Gravitational waves, predicted by Albert Einstein back in the early 20th century, remained for a long time an unattainable phenomenon for scientists. However, modern technology has finally made it possible to detect and study these space-time flows, which influence the very structure of the Universe.
Recently published studies by several international research groups confirm that the Universe rhythmically stretches and compresses space-time. One such study was conducted by a team from the North American NANOGrav nanohertz gravitational wave observatory and published in The Astrophysical Journal Letters. The scientists concluded that the Universe is “humming” from gravitational radiation, which rhythmically affects space-time and the matter in it.
Researchers from around the world, who also published their work in June this year, came to the same conclusion. They studied millisecond pulsars in the Milky Way and found that the precise rhythms of these objects are affected by the stretching and compression of spacetime caused by gravitational waves at very low frequencies.
It is interesting to note that gravitational waves were only discovered in 2015 by the Laser-Interferometer Gravitational-Wave Observatory (LIGO), although their existence was already predicted by Einstein.
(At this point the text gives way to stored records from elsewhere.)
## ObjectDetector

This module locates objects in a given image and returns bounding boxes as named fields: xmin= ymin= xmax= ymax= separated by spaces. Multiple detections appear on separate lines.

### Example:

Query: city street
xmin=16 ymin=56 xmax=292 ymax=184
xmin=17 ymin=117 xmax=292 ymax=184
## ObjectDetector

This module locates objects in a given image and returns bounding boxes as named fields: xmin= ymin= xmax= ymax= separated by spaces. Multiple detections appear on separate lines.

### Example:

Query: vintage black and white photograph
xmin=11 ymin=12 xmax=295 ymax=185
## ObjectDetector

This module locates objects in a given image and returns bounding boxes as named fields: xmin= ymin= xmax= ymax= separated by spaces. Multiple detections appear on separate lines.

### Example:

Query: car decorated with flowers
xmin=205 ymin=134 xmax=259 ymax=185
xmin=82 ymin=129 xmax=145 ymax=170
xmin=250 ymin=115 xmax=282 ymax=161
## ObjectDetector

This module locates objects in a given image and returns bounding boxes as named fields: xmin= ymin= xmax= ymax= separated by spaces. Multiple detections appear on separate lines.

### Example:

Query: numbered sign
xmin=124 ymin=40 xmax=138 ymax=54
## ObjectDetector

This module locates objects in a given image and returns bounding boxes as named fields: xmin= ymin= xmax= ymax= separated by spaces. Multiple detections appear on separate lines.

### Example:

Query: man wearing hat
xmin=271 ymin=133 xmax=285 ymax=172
However, until recently, scientists did not have access to sufficiently sensitive instruments to detect such waves.
It was previously found that short-wavelength “space-time” changes are caused by the merger of low-mass black holes and neutron stars. However, the question arose as to whether long gravitational waves are also created by black holes. The NANOGrav paper provides evidence that the hum of the universe is caused by hundreds of thousands of pairs of supermassive black holes that have gotten close enough to each other throughout the history of the universe that a merger is inevitable.
Detecting gravitational waves requires a galaxy-sized array of antennas. A set of millisecond pulsars has become such a grid for scientists. The length of gravitational waves is measured in light-years, so such large-scale instruments are needed to detect them.
As reported in a number of papers, in addition to black holes, background gravitational waves could be caused by dark matter axions, primordial black holes left over from the early universe, and cosmic strings. These theories have yet to be tested and investigated.